Il re Alessandro è l’autorevole Juan Francisco Gatell, avvezzo ai ruoli mozartiani, che interpreta il deus ex machina che risolve la situazione sciogliendola nel lieto fine e rappresenta l’autorità e il potere illuminato pronto a rivedere le sue posizioni.

Aminta è Miriam Albano, soprano dalla voce brillante e fluida che tratteggia un personaggio diviso fra la ragione personale e la ragione di stato, diviso fra l’amore per Elisa e i suoi obblighi. Leggero e di splendente timbro mozartiano il soprano Francesca Pia Vitale nel ruolo della passionale ninfa Elisa, innamorata di Aminta.
Molto pulito il timbro del soprano Benedetta Torre (al doppio debutto, all’Opera e nel ruolo) che interpreta la principessa Tamiri, personaggio molto coraggioso e convinta delle proprie scelte che induce Alessandro a ricevere le proprie posizioni. Bravo anche Krystian Adam, tenore che interpreta Agenore, uomo di corte e di fiducia di Alessandro che al tempo stesso ne è servitore, ma vittima.
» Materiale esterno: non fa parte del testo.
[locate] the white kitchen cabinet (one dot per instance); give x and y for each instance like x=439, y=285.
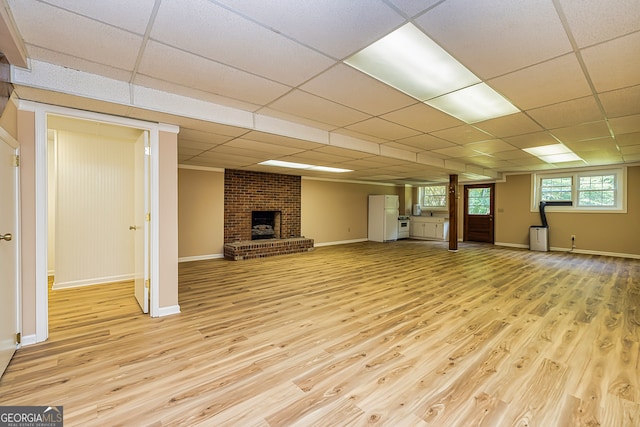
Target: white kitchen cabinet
x=429, y=227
Sempre leggera e leggiadra, fantasiosa, la direzione di Manlio Benzi sul podio che legge con efficacia la cristallina partitura mozartiana.
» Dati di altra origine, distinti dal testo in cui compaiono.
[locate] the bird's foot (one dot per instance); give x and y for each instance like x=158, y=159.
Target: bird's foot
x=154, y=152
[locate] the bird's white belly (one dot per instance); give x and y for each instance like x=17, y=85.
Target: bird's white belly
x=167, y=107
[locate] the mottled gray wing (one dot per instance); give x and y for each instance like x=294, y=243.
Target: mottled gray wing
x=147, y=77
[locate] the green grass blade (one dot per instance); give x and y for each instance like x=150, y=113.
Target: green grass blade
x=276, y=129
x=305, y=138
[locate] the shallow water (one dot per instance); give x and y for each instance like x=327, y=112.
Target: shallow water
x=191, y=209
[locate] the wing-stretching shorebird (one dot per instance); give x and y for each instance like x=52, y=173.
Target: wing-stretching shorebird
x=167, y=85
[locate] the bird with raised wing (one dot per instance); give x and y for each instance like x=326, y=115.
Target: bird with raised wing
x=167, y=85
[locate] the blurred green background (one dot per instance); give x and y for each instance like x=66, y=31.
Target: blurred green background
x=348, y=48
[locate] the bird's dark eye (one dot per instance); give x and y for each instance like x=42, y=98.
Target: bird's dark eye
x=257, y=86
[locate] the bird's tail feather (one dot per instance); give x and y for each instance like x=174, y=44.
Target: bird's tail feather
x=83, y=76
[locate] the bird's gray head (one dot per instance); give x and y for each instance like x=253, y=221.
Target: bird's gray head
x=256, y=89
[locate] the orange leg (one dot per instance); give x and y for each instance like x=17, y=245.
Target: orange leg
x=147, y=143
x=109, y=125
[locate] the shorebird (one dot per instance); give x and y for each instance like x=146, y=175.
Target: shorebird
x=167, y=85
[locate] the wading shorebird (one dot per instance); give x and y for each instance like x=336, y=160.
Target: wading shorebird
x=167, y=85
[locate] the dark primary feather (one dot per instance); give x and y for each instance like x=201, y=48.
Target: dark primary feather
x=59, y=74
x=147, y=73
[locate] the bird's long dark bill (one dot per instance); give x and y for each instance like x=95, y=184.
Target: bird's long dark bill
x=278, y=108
Un piccolo gioiello proposto in un allestimento che vede la natura come mezzo di affermazione di sé stessi, un “parametro per riflettere sull’identità” spiega la regista. L’allestimento convince per l’essenziale semplicità e freschezza con le scene minimaliste ed efficaci di Gregorio Zurla: l’opera si apre in una sorta di tableux vivant bucolico incorniciato con Aminta ed Elisa. Il primo atto è ambientato nella natura, rappresenta la libertà e la felicità, in contrapposizione al secondo atto che si svolge nel palazzo di corte, fra elegante mobilio e colonnati che rappresentano simbolicamente la costrizione del potere. Per il lieto fine, con il trionfo di amore, spazio di nuovo al paesaggio bucolico dell’Arcadia. Calorosi applausi del numeroso pubblico anche in occasione dell’ultima recita.